“I don’t understand. They said something about Sentar’s essence . . .”
“She did it, Killian.” Shani sighed. “She destroyed Sentar’s store of essence. Ella knew it was dangerous, but she also knew she was dying. Last night, she went out, all alone, and she did it. He can’t open the portal now.”
“Why does her skin look like that?” Killian placed his hands on Ella’s forehead and cheeks. “Is she cold?”
“It’s essence poisoning,” Shani said. “Where essence touches the skin, it turns it blue.”
Killian’s face went white. “Essence poisoning?”
“Ella destroyed a ship filled with essence. I know the signs. We can only assume it came into contact with her skin.”
Ella’s chest was barely moving. Killian put his ear to her lips. “She’s breathing.”
“For now.”
“How is she here? How can she still be breathing? What will happen to her?”
“I don’t know,” Shani said simply. “I’m sorry, but I don’t expect her to live.”
Killian straightened, his face twisted with anguish. “It should have been me.”
“She was dying even before she destroyed Sentar’s essence,” Shani said. “You can’t blame yourself.”
Killian leaned forward to brush his lips across Ella’s forehead. “I’m so sorry,” he whispered, so that Shani could only just hear him. “I should have been there.”
Shani heard a sudden blast. It was the city’s clarion, sounding the call to arms. Shani wondered at the sound: they were already fighting for their very survival. “What’s happening?”
Killian couldn’t take his eyes off Ella. Shani read the expression of a man in terrible pain.

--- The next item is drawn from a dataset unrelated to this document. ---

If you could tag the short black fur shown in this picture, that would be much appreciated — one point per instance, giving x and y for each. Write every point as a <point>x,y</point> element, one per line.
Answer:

Killian visibly shook himself. “We have to go,” he said. “Shani, I need your help.”
“With what?”
“I need you to come with me to the Wall. Help me gather the other elementalists. We need you. I’ll explain it to you on the way.”
53
Ella didn’t know where she was.
She stood on a path made of neatly fitted stones. The path stretched ahead as straight as an arrow until it vanished into the hazy horizon. The air felt hot and heavy, weighing down on her, and looking up, she saw the sky seethe with storm clouds, shifting hue from gray to red, plunging down to greet the land but shooting back up again as if shying away from making contact.

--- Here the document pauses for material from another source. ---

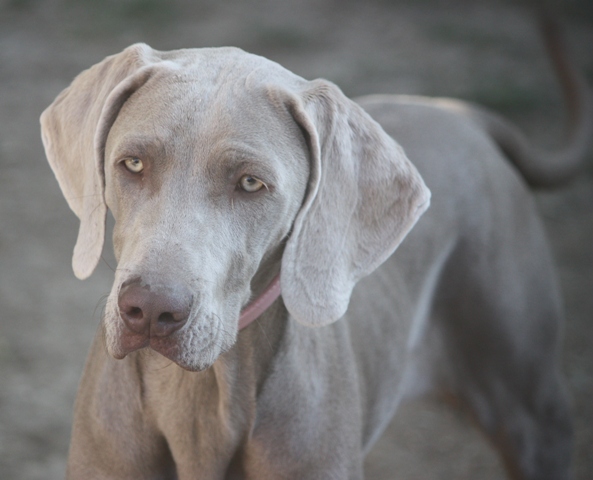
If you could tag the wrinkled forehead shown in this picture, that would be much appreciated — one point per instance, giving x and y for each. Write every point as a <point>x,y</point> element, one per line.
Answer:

Ella frowned in puzzlement. How had she come to be here? She heard a rumble but knew it didn’t come from the clouds, and turning around she saw that behind her the path continued back in the opposite direction, but shadows danced on this horizon, shadows that launched streaks of flame into the air and erupted with smoke.
A second sound carried forward from the shadows: the clunk of marching boots, and Ella felt a surge of fear when she saw the flash of steel as spears and swords poked through the flame.
The shadows were moving along the path, picking up speed as the thunderous footsteps grew louder, heading inexorably forward, toward Ella.
Ella’s heart began to race. She knew that the enemy was approaching. If they caught her here, she would die.
Ella began to hurry forward, glancing back over her shoulder with every few steps.
In all directions the horizon blurred, impossible to focus on. An angry purple haze coated the land, as if seeping up from the ground itself. Ella looked for features, anything to break the monotonous landscape, but saw only a rocky, barren wasteland.
Her footsteps were heavy, and she felt tired, but she hurried fearfully on. Her hair fell in front of her face, and she pushed it away, her eyes widening when she saw golden tresses tumble through the air, though she’d only touched her hair with the lightest caress.
Looking back, Ella saw with relief that she’d outdistanced the enemy. They were still there, at the limit of her vision, back behind her, but the detonations weren’t as loud now, and she could no longer hear the marching.
She wondered how she would ever get out of this place.
Ella pinched the skin on the back of her hand and grimaced. Wherever she was, she could still feel pain. She looked at her bare arms and then down at her body. She wore a plain white dress, sleeveless and short, and her bare feet moved silently on the smooth paving stones.
Ella squinted ahead again, shading her eyes from the glare, though there was no sun in the sky. To the left: there was something there, beside the road. It was a building of some kind.
Checking to confirm her pursuers were still far behind, Ella progressed along the road until she drew close to the structure. She decided to investigate.
It was a wooden house, more of a shack really, with crumbling steps leading up to a rickety porch. A post outside the house proclaimed its name.
“‘Mallorin,’” Ella said, reading the sign.
Ella stood at the bottom of the steps and gazed up at the house. Then she heard a voice from outside the building, and looking to the rear, she saw trees clustered around a muddy pool.